NVIDIA GF100 & Friends speculation

According to nVidia slides, GF100 is 59% faster than HD5870 in the tested scene.

According to several reviews, HD5970 is 53-61% faster than HD5870 in Heaven benchmark. Despite the test and scene were chosen by nVidia, Fermi doesn't perform faster than HD5970. Fermi is presented as a tessellation monster, but in most intensive tessellation benchmark it doesn't perform better than HD5970.

I think this pretty corresponds to Dave's words - nVidia spended a lot of research and silicon for a feature, which has quite low impact on real-world performance... Reminds me R5xx and its dynamic branching...

5970 has more transistors than GF100: 4,200 millions vs. 3,100 milliones. So, i guess the 5970 has a lot of useless transistors, too?
 
Sorry, but there has to be something.

It's not ALU bound, not texturing bound, and there are not enough triangles to explain such a low framerate in heavily tessellated scenes (which are even heavier than the one selected by NV).

NV didn't show their settings either iirc, and AA shows a big loss too on this and other scenes.


There is really nothing there, you are trying to make something out of nothing ;), they used the heaven demo because that is what AMD has been using to show off tesselation so far in a game engine (externally it is easy to compare for public to look into it). And nV has actually alot more flexibility when it comes to increasing the tesselation amounts.

MSAA how is it impacted with increased polygons on the screen?

After your edit, triagle set up is also frequency bound ;) thats why its always stated triangles per clock! But again, we are looking at shifting bottlenecks.
 
Last edited by a moderator:
LOL. People are criticizing Fermi for not beating a dual-gpu card? Whatever.
As much as I'd love to have a 5970, if they can bring Fermi out at the sub $500 point, that's a huge cost-savings over 5970. Plus there's no SLI/Crossfire baloney to mess with.
 
I think what we are looking at is this -

The benchmarked card is clearly faster than the 5870, so much so that a gpu refresh will not give ATI the single fastest card back this series.

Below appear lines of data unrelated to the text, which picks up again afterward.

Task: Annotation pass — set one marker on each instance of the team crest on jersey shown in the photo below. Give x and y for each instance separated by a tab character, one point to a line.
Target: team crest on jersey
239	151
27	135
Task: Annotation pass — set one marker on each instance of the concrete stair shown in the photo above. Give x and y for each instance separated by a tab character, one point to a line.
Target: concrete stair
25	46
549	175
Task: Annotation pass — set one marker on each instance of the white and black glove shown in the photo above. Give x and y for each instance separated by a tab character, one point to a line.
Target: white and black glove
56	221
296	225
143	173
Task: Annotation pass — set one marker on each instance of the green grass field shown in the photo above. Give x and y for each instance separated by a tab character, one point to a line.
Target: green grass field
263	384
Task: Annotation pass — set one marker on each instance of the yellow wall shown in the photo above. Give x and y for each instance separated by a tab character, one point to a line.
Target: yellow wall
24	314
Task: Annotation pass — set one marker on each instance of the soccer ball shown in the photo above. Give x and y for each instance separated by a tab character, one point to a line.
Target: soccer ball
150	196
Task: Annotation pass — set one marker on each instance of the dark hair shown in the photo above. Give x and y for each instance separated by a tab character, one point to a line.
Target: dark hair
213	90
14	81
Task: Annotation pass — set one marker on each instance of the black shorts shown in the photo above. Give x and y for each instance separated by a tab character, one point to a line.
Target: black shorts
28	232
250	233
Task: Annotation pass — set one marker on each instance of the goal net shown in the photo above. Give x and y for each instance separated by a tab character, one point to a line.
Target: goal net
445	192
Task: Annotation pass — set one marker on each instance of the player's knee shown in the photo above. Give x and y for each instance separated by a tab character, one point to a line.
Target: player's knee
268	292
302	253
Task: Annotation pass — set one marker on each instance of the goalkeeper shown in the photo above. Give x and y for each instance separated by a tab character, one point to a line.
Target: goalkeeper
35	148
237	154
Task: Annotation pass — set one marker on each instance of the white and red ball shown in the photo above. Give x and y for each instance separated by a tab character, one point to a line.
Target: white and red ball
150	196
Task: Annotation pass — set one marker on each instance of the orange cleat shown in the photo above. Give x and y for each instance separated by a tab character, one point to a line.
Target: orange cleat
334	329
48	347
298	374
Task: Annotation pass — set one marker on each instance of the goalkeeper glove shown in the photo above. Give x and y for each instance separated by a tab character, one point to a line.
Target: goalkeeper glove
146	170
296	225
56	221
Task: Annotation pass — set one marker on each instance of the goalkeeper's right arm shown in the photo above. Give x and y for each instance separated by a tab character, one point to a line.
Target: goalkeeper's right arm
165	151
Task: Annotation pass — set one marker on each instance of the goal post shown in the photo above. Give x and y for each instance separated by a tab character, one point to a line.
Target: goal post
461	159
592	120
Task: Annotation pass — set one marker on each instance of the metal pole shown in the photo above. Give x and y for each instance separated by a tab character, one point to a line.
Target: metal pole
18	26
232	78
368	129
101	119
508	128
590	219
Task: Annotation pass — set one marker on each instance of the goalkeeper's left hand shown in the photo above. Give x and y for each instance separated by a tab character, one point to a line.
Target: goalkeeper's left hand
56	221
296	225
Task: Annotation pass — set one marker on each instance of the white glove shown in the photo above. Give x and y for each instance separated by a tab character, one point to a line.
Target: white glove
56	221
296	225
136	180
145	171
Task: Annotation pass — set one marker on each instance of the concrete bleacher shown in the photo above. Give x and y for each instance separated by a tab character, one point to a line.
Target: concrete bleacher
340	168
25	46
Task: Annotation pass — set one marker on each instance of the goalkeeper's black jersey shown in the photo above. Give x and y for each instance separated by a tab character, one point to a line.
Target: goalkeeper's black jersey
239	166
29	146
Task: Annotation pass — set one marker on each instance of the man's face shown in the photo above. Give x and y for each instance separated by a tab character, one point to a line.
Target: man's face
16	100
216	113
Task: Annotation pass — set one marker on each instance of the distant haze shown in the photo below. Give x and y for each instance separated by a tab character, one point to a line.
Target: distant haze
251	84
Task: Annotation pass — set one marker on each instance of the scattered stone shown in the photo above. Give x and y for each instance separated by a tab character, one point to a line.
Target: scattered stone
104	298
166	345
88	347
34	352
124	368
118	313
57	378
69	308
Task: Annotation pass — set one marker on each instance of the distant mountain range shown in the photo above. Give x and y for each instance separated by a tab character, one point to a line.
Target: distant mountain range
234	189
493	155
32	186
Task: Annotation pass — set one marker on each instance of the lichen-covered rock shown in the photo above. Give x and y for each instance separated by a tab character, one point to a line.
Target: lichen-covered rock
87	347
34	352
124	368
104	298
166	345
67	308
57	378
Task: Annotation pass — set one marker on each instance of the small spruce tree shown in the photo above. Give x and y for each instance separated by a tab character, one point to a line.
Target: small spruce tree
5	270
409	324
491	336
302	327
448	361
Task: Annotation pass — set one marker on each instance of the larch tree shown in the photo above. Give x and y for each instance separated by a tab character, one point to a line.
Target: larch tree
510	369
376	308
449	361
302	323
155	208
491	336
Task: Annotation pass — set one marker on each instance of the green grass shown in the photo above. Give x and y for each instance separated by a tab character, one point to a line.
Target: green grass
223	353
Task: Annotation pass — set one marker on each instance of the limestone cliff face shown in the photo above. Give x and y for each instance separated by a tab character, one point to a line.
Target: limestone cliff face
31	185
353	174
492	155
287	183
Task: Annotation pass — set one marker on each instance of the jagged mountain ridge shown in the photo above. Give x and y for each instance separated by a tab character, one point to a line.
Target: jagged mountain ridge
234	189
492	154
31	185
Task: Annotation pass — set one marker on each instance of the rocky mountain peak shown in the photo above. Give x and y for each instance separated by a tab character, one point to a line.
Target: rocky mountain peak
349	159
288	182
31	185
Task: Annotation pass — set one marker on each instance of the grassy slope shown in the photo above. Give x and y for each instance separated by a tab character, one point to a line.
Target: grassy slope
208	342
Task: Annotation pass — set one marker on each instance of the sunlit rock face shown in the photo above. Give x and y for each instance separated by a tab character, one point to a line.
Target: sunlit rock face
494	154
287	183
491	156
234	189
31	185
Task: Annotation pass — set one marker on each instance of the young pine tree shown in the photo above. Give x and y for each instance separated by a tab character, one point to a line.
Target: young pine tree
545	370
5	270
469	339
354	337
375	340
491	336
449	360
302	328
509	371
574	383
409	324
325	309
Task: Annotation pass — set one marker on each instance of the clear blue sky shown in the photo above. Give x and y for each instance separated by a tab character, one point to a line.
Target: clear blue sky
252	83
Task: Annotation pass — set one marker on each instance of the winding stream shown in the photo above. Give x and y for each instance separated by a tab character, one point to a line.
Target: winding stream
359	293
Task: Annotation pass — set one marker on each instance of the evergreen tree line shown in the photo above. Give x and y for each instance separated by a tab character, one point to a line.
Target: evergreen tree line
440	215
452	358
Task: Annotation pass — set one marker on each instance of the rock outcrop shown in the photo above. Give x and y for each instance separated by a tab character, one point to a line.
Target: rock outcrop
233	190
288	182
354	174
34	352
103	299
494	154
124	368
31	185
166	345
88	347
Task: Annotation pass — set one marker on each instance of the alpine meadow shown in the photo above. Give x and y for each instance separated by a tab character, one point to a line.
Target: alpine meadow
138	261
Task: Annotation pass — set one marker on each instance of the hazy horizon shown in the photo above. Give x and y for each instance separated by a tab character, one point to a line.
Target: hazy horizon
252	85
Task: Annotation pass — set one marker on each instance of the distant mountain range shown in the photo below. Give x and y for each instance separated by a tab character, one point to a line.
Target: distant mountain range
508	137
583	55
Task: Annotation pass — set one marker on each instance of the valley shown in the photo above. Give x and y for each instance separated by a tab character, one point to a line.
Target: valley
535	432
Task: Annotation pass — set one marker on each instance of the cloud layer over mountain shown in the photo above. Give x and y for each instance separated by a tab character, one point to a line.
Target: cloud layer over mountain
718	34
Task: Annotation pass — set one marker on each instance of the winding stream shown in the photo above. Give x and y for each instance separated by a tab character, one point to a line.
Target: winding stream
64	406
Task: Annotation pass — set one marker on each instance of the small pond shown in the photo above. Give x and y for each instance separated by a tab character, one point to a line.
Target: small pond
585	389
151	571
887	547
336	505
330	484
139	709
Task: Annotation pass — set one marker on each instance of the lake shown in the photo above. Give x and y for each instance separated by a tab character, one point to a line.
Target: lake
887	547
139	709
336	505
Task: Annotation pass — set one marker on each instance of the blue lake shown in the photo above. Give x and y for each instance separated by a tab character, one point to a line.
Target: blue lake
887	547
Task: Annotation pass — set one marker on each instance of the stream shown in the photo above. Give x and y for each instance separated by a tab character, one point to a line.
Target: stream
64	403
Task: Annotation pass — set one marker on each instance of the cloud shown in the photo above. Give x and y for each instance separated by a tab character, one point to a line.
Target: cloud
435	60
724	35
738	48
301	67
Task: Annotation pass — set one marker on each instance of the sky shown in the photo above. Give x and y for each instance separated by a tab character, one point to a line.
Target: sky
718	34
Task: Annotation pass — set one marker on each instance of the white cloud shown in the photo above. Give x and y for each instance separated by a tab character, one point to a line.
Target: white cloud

Nvidia will need their own dual gpu to beat the 5970, however it is highly likely that ATI will be able to beat it on dual gpu terms with a refresh. That is assuming neither abandons the 300w limit.

While Nvidia has improved more on performance compared to last series, it is still not enough to beat ATI on price-performance.

Smart move by Nvidia this however, they have given very few answers and left more questions being asked.
 
Razor1: Yes, that's it exactly. Doubling of triangle-rate is probably the best thing on AFR. And ATi used it as alternative solution. Cypress isn't direct competitor of Fermi, so I see no reason why its triangle-rate should be comparable to Fermi. The competitor is Hemlock.

5970 has more transistors than GF100: 4,200 millions vs. 3,100 milliones. So, i guess the 5970 has a lot of useless transistors, too?
Are you sure Hemlock isn't faster in another games/benchmarks? Anyway, this isn't about transistors, it's manufacturing costs / performance (two 300mm² GPUs aren't more expensive then a single 450mm² one).
 
LOL. People are criticizing Fermi for not beating a dual-gpu card? Whatever.
As much as I'd love to have a 5970, if they can bring Fermi out at the sub $500 point, that's a huge cost-savings over 5970. Plus there's no SLI/Crossfire baloney to mess with.
Not to mention blasphemy called AFR :mad:
 
MSAA how is it impacted with increased polygons on the screen?
That just show you never analyzed the benchmark results...

MSAA shows a huge drop with grass, to the point Cypress "heavy tessellation" framerate is not that different than "no tessellation and much grass" framerate.

And as I said in my previous edit, Heaven is far from being 100% setup bound, something unrelated to it nor ALU throughput, nor memory BW, nor texturing, nor blending comes into play on the whole benchmark when comparing Cypress to Juniper with almost the same specs except setup rate.
 
According to nVidia slides, GF100 is 59% faster than HD5870 in the tested scene.

According to several reviews, HD5970 is 53-61% faster than HD5870 in Heaven benchmark. Despite the test and scene were chosen by nVidia, Fermi doesn't perform faster than HD5970. Fermi is presented as a tessellation monster, but in most intensive tessellation benchmark it doesn't perform better than HD5970.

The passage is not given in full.